Museum Gunzenhauser
Presentation of the Collection

POP

Uwe Lausen, Wohnzimmer, 1965, Öl auf Leinwand, Kunstsammlungen Chemnitz-Museum Gunzenhauser, Eigentum der Stiftung Gunzenhauser, Chemnitz, Kunstsammlungen Chemnitz/PUNCTUM/Bertram Kober

POP

Pop Art emerged in America around 1960 and became a universal and interdisciplinary cultural phenomenon. During this time, a generation of artists emerged, including Andy Warhol, who formed American Pop Art as a figurative counter-movement to Abstract Expressionism and Action Painting. The aim of Pop Art was to elevate what was suitable for the masses to the status of art. The object was not the object itself, but its mass-reproduced image. Andy Warhol often subjected these images to technical reproduction processes (screen printing), which contributed to a further stylisation. He often emphasised the impersonal machine-like quality by reproducing a motif in a multitude of versions and by processing different motifs in the same way.
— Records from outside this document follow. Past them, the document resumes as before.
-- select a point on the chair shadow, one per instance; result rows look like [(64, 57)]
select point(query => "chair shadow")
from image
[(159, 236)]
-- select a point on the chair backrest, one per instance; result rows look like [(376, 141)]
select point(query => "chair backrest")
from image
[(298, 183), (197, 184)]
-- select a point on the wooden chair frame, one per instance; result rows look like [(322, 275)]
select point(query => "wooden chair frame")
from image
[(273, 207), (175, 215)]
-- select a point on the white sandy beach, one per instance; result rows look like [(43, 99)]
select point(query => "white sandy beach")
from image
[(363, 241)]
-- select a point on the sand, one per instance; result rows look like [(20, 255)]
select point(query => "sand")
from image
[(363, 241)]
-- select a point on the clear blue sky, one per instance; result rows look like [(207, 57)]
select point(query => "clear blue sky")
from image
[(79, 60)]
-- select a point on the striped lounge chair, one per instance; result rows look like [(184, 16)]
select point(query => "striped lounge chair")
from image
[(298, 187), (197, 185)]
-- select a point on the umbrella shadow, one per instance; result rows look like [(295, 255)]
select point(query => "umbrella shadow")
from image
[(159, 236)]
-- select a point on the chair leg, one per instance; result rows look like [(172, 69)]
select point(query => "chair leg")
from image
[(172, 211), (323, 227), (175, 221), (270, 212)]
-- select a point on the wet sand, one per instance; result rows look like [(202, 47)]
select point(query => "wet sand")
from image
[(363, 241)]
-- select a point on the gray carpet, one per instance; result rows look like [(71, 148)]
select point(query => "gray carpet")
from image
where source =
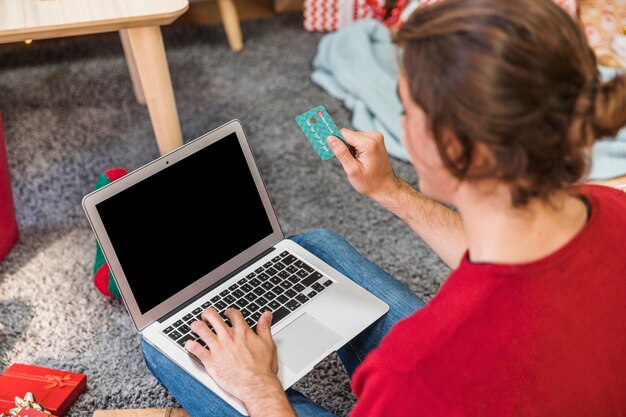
[(70, 113)]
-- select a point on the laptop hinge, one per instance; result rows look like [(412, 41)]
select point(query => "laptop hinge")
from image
[(212, 287)]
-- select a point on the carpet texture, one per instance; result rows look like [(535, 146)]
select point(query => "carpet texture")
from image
[(70, 113)]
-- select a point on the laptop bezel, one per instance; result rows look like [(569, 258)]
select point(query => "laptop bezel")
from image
[(90, 201)]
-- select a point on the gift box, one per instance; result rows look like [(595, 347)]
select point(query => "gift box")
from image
[(54, 389), (32, 412), (27, 407), (142, 412)]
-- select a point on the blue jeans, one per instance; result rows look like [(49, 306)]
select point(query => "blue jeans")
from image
[(198, 400)]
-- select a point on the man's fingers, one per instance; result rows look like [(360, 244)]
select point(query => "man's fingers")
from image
[(343, 154), (201, 329), (198, 351), (356, 138), (213, 318), (264, 326), (236, 318)]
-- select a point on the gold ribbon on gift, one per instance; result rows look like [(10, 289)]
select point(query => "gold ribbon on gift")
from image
[(57, 381), (27, 402)]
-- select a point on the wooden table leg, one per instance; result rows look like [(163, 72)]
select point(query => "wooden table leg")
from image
[(132, 67), (146, 45), (230, 19)]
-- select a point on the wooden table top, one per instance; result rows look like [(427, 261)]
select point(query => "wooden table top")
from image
[(42, 19)]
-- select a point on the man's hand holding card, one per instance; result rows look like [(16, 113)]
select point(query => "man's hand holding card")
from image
[(362, 154)]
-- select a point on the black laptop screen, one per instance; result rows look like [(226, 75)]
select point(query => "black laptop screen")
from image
[(176, 226)]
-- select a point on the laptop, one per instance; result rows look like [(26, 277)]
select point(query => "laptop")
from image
[(195, 229)]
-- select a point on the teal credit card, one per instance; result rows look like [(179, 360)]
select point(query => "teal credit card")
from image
[(317, 126)]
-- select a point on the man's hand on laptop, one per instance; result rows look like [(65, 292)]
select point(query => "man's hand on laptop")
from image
[(242, 362)]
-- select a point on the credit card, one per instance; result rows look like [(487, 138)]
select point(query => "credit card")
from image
[(317, 126)]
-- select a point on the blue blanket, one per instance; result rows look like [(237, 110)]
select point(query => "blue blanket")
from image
[(358, 64)]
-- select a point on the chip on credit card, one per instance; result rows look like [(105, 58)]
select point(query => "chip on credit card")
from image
[(317, 126)]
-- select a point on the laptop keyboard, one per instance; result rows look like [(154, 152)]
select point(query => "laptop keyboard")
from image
[(281, 285)]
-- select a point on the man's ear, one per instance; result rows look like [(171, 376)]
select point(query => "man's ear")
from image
[(470, 158), (452, 146)]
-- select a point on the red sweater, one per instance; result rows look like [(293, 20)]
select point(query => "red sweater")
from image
[(546, 338)]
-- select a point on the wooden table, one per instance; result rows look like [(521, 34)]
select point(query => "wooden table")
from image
[(138, 22)]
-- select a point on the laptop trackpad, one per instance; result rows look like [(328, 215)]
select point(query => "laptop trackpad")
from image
[(302, 341)]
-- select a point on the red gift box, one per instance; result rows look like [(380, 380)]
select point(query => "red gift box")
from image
[(54, 389), (31, 412)]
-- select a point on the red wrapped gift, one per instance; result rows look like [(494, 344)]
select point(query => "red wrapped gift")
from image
[(31, 412), (54, 389)]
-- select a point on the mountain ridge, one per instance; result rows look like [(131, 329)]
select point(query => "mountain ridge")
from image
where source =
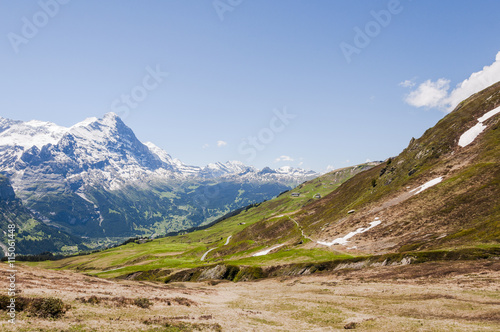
[(97, 179)]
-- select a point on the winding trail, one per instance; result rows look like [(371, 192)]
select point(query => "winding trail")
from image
[(205, 254), (208, 251), (300, 228)]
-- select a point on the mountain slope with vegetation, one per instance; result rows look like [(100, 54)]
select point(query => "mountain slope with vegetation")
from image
[(436, 200), (31, 235)]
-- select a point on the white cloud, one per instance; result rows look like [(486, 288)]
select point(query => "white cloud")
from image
[(429, 94), (283, 158), (436, 94), (408, 84), (329, 168)]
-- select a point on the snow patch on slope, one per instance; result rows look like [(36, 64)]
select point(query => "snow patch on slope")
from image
[(470, 135), (343, 240), (427, 185)]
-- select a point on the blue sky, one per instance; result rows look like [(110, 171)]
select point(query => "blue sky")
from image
[(234, 65)]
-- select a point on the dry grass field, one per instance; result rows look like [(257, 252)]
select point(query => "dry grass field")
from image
[(440, 296)]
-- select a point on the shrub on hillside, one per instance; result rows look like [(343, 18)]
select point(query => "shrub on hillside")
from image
[(47, 307)]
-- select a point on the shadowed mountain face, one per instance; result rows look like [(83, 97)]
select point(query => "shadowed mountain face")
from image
[(96, 179)]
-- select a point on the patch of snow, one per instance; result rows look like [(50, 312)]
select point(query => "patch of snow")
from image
[(267, 251), (205, 254), (343, 240), (427, 185), (470, 135), (489, 114)]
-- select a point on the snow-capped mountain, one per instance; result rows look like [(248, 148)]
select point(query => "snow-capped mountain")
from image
[(106, 152), (74, 176)]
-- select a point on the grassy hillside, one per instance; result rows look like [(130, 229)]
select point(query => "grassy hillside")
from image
[(32, 236), (366, 215), (185, 251)]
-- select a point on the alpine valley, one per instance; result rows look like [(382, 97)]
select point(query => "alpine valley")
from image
[(96, 183)]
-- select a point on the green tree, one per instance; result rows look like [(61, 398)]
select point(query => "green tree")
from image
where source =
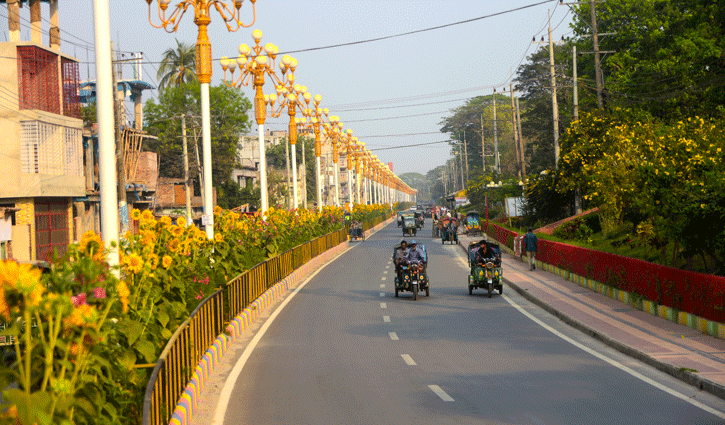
[(229, 120), (178, 66)]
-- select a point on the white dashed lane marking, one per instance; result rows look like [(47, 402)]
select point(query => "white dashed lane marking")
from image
[(440, 393), (408, 360)]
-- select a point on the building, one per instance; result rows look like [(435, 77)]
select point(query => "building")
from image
[(41, 141)]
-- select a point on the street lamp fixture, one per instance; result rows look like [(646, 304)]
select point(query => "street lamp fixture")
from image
[(232, 19), (259, 62)]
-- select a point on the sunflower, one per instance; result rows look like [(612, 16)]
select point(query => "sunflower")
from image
[(166, 261), (153, 261), (177, 231), (147, 215), (173, 245), (133, 262)]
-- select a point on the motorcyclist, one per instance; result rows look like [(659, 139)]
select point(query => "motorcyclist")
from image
[(401, 258)]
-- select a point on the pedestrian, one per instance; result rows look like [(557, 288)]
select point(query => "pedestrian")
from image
[(530, 241)]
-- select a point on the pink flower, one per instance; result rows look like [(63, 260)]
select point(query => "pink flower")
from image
[(79, 299), (99, 293)]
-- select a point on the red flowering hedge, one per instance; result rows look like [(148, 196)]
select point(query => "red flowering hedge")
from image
[(697, 293)]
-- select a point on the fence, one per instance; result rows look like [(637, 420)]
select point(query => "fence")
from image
[(186, 347)]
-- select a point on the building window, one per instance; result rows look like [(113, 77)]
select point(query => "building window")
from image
[(51, 149), (38, 79), (51, 229)]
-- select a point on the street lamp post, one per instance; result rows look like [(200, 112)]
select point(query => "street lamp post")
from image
[(203, 70)]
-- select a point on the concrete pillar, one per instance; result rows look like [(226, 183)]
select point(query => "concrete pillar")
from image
[(138, 110), (36, 33), (54, 28), (14, 19)]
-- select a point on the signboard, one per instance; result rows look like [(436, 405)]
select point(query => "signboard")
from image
[(514, 207), (461, 201)]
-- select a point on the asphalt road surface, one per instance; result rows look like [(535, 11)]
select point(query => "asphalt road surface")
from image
[(344, 350)]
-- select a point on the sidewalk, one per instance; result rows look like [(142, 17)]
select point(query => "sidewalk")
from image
[(678, 350)]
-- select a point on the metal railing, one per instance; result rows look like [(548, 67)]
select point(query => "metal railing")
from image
[(187, 346)]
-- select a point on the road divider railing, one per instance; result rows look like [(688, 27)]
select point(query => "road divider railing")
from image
[(202, 336)]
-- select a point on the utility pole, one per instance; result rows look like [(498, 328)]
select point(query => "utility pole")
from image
[(513, 128), (120, 155), (465, 147), (521, 141), (554, 103), (576, 88), (497, 162), (483, 146), (187, 180), (597, 57)]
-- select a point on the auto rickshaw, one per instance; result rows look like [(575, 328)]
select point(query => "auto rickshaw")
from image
[(473, 223), (488, 275), (409, 226), (414, 277), (449, 229)]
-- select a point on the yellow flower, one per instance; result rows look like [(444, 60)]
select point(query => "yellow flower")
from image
[(166, 261), (153, 261), (133, 262), (177, 231), (123, 294), (147, 215), (173, 245)]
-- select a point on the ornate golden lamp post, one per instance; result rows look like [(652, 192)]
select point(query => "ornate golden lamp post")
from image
[(259, 62), (232, 18)]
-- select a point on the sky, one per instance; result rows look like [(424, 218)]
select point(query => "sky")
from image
[(392, 92)]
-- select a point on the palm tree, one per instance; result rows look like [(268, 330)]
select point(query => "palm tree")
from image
[(178, 66)]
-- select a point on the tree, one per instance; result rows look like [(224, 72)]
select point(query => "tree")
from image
[(178, 66), (229, 120)]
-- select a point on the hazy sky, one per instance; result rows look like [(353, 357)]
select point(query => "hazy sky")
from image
[(388, 92)]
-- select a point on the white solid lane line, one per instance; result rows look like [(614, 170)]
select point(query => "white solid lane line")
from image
[(440, 393), (408, 360), (615, 363)]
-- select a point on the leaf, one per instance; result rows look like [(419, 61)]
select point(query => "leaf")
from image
[(147, 349)]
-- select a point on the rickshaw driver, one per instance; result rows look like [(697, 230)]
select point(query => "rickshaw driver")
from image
[(400, 258), (415, 255)]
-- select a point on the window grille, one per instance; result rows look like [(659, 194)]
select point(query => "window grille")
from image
[(38, 79), (71, 88), (50, 149)]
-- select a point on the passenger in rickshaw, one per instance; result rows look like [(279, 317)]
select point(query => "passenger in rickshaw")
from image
[(415, 255), (400, 259), (484, 254)]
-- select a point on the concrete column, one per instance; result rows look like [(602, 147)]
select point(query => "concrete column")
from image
[(54, 28), (138, 110), (36, 34), (14, 20)]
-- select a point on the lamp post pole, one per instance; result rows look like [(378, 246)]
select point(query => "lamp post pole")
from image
[(204, 71)]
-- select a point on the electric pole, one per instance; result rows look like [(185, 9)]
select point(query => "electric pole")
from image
[(496, 161), (513, 128), (187, 180)]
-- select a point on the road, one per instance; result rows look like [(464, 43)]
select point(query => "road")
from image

British Pop Art developed as a parallel movement to American Pop Art; David Hockney is one of its most important representatives. In 1964, he moved to Los Angeles, where his swimming pool paintings were his artistic breakthrough. He also devoted himself to illustrating literature. In addition to the fairy tales of the Brothers Grimm, he published a cycle of etchings based on poems by Konstantinos Kavafis (1863-1933) in 1967. In his verses, Kavafis describes his own homosexual fantasies and dreams after having to hide his sexual orientation for a long time.

American and British Pop Art influenced the German artist Uwe Lausen as well as the photographic works of his wife Heide Stolz. Staging, provocation, breaking taboos, drugs, violence – the works of the artist couple had no equivalent in the 1960s. They were created at a time characterised by considerable changes and upheavals and in which a new generation broke with traditional conventions. Stolz’s photographs and Lausen’s canvases tell of the role of the individual in the changing social context of the Federal Republic of Germany in the 1960s, but also of close artistic exchange and influence.